Nem todas as ondas que a mãe-natureza nos envia são destrutivas. Todos os anos uma imensa onda de quase 30 milhões de toneladas de areia cruza o oceano Atlântico vinda do Saara para fertilizar a Amazônia com milhares de toneladas de fósforo tão necessário e bem-vindo. A mãe-natureza é assim: ora cuidadora amorosa, ora cruel dispensadora da notícia que assusta. Assim somos também: por vezes cruéis e intolerantes, xenófobos e avessos ao outro, ao diferente e ao novo; outras vezes, cheios de compaixão e empatia, somos capazes de abraçar a Terra e estender a mão ao nosso desconhecido vizinho.

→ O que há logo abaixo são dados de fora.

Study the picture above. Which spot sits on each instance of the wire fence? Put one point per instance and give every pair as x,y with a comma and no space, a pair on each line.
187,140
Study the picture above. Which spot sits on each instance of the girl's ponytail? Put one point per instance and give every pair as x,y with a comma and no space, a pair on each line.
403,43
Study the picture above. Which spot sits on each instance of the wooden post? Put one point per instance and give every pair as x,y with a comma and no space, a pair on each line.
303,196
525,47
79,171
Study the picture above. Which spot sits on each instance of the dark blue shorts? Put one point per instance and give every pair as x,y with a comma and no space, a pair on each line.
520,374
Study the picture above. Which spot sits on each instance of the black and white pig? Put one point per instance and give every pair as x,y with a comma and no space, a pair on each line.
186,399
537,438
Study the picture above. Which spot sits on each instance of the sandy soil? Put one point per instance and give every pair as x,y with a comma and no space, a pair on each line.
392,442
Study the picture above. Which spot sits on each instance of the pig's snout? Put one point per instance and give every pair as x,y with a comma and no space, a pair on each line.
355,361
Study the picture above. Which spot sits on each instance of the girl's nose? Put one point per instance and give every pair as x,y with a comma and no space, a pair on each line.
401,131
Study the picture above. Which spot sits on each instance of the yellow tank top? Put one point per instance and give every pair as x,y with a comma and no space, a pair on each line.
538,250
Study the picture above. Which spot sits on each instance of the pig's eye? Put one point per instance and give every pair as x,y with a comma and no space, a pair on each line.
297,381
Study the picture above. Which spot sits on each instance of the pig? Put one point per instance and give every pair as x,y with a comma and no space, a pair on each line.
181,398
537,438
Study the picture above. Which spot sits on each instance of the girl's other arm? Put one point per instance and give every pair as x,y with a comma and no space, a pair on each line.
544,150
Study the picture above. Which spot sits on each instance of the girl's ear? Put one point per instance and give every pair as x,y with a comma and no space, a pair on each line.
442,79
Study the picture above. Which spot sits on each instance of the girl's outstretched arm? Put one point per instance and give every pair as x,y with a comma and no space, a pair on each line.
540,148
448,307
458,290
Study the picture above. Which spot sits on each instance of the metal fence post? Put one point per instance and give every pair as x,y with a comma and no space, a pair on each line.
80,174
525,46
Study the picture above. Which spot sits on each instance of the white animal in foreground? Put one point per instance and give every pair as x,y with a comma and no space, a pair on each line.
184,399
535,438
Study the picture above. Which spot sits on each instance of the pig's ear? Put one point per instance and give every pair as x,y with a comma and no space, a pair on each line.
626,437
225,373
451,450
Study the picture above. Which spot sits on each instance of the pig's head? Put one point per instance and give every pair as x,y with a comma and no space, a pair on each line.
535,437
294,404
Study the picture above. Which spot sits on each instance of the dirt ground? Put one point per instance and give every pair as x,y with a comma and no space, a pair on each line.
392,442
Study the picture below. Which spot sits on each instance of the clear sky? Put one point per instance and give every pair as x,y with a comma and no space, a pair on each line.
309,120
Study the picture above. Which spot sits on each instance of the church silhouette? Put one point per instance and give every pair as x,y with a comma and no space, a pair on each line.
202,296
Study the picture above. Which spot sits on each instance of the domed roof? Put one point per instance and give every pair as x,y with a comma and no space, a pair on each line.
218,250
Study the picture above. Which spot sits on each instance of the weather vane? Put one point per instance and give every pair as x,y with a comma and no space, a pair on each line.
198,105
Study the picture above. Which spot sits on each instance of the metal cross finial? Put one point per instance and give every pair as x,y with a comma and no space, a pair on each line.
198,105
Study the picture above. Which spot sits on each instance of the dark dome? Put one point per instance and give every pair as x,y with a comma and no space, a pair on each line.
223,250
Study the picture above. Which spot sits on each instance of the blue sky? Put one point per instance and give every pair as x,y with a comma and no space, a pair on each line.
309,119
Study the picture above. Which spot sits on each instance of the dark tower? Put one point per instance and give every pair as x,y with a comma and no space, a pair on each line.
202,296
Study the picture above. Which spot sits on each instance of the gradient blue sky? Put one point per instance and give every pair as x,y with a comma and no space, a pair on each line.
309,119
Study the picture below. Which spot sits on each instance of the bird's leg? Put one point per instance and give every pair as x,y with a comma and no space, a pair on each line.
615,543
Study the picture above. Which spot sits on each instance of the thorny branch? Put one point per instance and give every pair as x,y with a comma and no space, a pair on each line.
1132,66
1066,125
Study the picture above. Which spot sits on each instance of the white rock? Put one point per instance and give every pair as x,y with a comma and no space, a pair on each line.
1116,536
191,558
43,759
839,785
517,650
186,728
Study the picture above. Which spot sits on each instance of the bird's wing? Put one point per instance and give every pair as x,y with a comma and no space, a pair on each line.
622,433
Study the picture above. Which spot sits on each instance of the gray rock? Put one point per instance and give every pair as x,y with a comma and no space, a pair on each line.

Na longa transição entre o pensamento antigo e o pensamento moderno surgiram, no período que a história chama de Idade Axial, religiões cujo cerne é a pregação da não-violência, do amor e da empatia: o taoísmo, o budismo e o hinduísmo moderno. No mesmo momento histórico surgiu na Grécia a filosofia: o amor pela verdade baseado no uso da razão humana e sua capacidade de arbítrio. A empatia certamente fez parte do que somos e da nossa história desde sempre - coisa arquetípica -, mas esses grandes movimentos religiosos e filosóficos - que encontraram no Ocidente o seu correspondente no cristianismo, poucos séculos adiante - mudaram o mundo. Apenas a partir de um novo paradigma no qual todo ser humano possui valor singular, sem equivalente ou possibilidade de equivalência, pudemos chegar à proposição de dignidade humana de Kant (1785/2013):

No reino dos fins tudo tem ou preço ou dignidade. Quando uma coisa tem preço, pode ser substituída por qualquer outra que lhe seja equivalente; o que, por outro lado, está acima de todo o preço, e, portanto, não permite equivalente, possui dignidade [tradução nossa] (Section 2, position 744).

Apenas a partir da empatia pudemos chegar à consciência dos direitos humanos.

É digna a nossa existência. É digno da nossa parte quando levamos o outro em consideração e aceitamos o confinamento momentâneo. E assim não cuidamos apenas do outro tribal que habita o nosso horizonte conhecido, mas do outro desconhecido, de todos os outros.

Em uma época de polarizações raivosas e negações inconsequentes da ciência mundo afora e mesmo aqui no nosso amado Brasil, sobrevém uma condição da mãe-natureza que nos lança para dentro de nós mesmos, tornando-nos reflexivos; nos obriga a confiar na ciência, especialmente na ciência médica baseada em evidências; e nos abre as portas do sentimento da compaixão. Fluxo e refluxo. Para além do refluxo retrógrado de xenofobia e sectarismo nacionalista e populista, a evolução da vida e da civilização nos propõe um desafio: encontrar, na estrutura da ciência e na motivação da empatia, a esperança. Respeitemos e apoiemos a ciência, acolhamos o outro, e teremos porque ter esperança. Assim, sairemos do outro lado da grande onda uma humanidade diferente e melhor.

 

Ricardo Pires de SOUZA

Presidente do Instituto Junguiano de São Paulo

 

Referências

Kant, I. (2013). Fundamental principles of the metaphysic of morals [Kindle]. New York, NY: Start Publishing. (Trabalho original publicado em 1785).